Busquets batalló con su clase de siempre equilibrando al equipo cuando fue menester. Navas lo bordó en los minutos que tuvo llevándose al rapidísimo Evra cuatro veces seguidas y llegando al área como el único, que no el último mohicano,  con la pena de hacerlo sin compañía que pudiera rematar sus posibles pases de la muerte. Cesc dejó detalles de su clase  y lo de Iniestaes punto y aparte.
El manchego puso la magia poniendo Saint Denis boja abajo haciendo juegos malabares con el balón. Hubo momentos en los que le tiraban hachazos por todos lados tres o cuatro rivales mientras él bailaba con la pelota como si jugara de salón. Los buenos aficionados franceses le tributaron varias ovaciones que a algunos nos pusieron los pelos de punta. Lástima que uno de sus remates se fuera por centímetros; si llega a marcar hubiera sido para sacarlo a hombros.
Quienes siguen esta columna semanalmente saben que no suelo describir fútbol, sino analizar otras cosas que menudean a su alrededor, pero lo hago este lunes como homenaje a unos jugadores que nos hicieron vibrar como tantas otras veces con el añadido de ser a domicilio, donde nunca habíamos ganado en partido oficial, y en un partido crucial tras dos resultados injustos previos.  Tanto a Francia en el Calderón como a Finlandia en el Molinón se les apareció algún santo y consiguieron sendos empates demasiados afortunados. De cien partidos que jueguen así contra España salen goleados en noventa. Aunque, como es costumbre, los de agoreros de siempre ya blandían sus navajas cachicuernas diciendo que España ya no era España. Como por Murcia se decía en su tiempo del controvertido torero Manolo Cascales; de tanta clase como clamorosos soslayos.

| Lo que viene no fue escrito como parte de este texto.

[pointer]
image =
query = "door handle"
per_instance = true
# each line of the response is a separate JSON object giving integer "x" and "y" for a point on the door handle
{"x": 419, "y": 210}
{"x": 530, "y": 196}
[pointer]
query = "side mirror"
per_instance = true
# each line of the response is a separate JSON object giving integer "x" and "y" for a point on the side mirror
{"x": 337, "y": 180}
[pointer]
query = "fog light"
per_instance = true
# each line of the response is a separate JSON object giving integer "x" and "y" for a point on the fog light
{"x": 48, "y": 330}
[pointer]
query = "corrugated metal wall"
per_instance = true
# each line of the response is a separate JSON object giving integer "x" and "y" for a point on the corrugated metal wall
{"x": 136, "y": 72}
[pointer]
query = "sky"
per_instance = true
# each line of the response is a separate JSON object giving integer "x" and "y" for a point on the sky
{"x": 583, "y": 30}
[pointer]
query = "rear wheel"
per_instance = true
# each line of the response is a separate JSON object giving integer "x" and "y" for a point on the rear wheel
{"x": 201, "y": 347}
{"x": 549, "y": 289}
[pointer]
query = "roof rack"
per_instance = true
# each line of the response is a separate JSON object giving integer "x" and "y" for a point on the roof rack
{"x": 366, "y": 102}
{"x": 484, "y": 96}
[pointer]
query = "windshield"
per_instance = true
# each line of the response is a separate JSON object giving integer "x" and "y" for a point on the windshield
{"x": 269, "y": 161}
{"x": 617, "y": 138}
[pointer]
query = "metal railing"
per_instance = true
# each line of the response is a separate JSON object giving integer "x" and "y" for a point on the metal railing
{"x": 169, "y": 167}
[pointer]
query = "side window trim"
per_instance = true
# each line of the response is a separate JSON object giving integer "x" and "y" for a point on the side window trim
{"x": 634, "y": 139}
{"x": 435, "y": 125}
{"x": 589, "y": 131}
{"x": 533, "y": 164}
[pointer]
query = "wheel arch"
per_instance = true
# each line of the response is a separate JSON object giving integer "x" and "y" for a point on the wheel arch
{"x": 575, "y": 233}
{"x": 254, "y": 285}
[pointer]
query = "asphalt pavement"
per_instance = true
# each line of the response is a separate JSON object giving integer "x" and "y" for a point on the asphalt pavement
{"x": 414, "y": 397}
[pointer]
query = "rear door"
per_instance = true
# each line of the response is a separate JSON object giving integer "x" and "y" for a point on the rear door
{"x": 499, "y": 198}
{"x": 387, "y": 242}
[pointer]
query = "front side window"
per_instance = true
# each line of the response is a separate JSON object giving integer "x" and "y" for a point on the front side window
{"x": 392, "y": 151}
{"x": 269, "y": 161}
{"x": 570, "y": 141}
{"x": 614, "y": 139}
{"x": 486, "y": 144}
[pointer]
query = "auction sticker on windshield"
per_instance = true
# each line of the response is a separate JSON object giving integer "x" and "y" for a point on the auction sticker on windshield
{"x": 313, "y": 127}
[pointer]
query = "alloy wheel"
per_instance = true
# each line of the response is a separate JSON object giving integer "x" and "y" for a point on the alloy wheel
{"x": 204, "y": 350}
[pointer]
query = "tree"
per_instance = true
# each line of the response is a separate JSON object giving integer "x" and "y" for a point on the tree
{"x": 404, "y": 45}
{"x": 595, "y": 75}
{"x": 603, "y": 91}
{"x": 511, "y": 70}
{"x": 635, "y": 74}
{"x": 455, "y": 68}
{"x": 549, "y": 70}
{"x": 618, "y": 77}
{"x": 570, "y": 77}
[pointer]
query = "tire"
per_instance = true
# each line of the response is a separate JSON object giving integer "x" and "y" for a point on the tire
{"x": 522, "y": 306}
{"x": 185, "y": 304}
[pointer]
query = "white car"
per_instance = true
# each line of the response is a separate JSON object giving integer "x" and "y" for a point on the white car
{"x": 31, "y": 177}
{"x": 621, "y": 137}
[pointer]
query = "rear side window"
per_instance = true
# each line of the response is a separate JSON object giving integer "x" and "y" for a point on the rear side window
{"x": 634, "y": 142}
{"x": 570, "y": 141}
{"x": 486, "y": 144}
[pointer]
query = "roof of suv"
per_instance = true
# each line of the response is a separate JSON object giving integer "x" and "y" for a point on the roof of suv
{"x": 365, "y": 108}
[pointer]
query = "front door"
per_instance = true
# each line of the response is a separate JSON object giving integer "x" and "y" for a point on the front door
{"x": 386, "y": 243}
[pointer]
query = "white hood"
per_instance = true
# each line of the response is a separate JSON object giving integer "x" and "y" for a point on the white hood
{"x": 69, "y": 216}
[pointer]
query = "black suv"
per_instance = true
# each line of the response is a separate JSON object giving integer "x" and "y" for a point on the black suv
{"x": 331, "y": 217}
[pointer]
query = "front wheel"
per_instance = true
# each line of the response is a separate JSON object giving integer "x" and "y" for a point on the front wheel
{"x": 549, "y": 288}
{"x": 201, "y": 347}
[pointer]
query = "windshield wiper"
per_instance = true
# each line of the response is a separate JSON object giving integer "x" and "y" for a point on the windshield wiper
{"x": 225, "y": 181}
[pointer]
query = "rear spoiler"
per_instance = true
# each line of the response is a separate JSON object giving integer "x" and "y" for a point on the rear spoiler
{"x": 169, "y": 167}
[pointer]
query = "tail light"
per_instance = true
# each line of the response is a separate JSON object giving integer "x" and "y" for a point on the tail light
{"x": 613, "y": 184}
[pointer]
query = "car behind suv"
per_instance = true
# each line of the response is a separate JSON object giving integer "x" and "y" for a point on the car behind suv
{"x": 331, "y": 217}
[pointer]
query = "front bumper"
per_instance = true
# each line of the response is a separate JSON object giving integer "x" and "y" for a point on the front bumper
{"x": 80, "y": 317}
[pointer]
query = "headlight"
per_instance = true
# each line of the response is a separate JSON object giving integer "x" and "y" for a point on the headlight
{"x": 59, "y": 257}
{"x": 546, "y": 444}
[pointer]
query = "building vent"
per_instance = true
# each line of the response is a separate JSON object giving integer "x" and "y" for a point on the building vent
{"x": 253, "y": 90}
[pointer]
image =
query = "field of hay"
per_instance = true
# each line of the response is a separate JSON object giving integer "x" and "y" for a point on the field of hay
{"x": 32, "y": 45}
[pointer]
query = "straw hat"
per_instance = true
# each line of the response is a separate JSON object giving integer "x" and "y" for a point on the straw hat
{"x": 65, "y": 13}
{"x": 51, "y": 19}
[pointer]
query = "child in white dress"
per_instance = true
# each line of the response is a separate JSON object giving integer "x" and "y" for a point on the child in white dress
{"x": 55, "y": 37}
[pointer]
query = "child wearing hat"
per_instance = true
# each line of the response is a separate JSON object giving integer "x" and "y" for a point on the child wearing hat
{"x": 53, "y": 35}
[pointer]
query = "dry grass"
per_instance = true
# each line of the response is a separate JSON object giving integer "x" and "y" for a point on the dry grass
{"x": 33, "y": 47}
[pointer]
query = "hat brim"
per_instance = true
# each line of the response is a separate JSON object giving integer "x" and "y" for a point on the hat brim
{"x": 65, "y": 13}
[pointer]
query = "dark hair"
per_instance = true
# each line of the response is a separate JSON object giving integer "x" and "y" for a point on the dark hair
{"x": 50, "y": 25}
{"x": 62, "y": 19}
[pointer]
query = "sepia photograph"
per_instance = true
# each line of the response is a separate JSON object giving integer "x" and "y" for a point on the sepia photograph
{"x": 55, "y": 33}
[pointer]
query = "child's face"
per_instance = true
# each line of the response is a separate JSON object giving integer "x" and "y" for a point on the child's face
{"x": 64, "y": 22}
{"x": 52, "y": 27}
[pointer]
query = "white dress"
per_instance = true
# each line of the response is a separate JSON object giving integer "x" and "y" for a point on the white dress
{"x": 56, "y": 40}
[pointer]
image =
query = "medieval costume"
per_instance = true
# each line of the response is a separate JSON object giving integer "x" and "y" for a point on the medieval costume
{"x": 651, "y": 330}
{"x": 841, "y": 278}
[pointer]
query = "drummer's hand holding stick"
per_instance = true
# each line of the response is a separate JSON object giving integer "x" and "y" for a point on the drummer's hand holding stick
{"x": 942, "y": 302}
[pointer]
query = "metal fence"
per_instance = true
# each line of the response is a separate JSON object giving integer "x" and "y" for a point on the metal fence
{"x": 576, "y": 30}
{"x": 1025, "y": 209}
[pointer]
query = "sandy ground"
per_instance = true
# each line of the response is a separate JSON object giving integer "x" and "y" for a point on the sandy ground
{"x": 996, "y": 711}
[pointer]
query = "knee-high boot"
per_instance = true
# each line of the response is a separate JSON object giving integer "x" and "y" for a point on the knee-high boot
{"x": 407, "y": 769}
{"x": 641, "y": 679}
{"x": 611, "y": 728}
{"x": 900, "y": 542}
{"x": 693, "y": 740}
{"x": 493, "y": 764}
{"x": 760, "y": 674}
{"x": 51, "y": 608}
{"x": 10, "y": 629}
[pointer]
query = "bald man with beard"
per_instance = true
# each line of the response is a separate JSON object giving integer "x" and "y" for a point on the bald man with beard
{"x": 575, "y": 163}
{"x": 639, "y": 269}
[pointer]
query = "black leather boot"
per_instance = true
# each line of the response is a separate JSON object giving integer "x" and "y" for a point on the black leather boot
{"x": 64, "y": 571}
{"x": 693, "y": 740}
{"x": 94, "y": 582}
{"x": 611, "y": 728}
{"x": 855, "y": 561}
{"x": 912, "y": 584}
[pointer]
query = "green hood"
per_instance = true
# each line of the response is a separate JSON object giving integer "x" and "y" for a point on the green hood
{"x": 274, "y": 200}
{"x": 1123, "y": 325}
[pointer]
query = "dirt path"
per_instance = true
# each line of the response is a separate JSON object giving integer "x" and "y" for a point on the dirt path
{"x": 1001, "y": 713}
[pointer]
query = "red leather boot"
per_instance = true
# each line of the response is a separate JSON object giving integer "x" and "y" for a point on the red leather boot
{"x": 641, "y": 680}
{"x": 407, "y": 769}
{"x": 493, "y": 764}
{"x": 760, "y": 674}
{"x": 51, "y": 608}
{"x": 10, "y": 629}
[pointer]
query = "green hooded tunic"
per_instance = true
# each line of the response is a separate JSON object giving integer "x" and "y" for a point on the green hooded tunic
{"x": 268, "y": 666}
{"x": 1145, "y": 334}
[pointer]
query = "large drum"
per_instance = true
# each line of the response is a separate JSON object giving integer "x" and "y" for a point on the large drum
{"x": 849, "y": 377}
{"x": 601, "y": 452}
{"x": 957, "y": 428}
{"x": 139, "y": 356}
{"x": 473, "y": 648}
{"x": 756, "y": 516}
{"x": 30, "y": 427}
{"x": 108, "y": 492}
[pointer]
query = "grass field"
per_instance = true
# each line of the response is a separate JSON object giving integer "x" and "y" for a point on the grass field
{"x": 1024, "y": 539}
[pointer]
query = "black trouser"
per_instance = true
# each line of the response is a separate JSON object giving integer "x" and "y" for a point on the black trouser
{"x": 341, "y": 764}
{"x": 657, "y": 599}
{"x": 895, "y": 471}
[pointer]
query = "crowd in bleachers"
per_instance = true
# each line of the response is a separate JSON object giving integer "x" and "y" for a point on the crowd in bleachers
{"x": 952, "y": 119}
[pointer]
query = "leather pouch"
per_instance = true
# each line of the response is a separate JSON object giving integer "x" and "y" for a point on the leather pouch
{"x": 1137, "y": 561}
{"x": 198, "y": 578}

Mi amigo y compadre Pepe Cuenca me enseñaba hace tiempo que en la pintura hay cuadros que reproducen con asombrosa fidelidad y otros que interpretan diversas realidades o figuraciones con mayor o menor gracia, mérito o atractivo, pero que la pintura buena de verdad era aquella que nos  emocionaba al contemplarla. Y eso ocurre en cualquier otra expresión artística.
Cuando el fútbol adquiere la categoría de arte produce el mismo resultado. Y eso es lo que hace la selección española cuando tiene su día, que es muy a menudo.
Si a ese extraordinario juego le sumáramos a un hombre gol en estado de gracia, apaga y vámonos. ¿Se imaginan a un Messi o a un Cristiano de rojo? Tendríamos otro quinquenio largo de reinado.

Y todavía hay quien dice que ese fútbol le aburre. ¡Dedíquese a los petos, al parchís o  al caliche, hombre!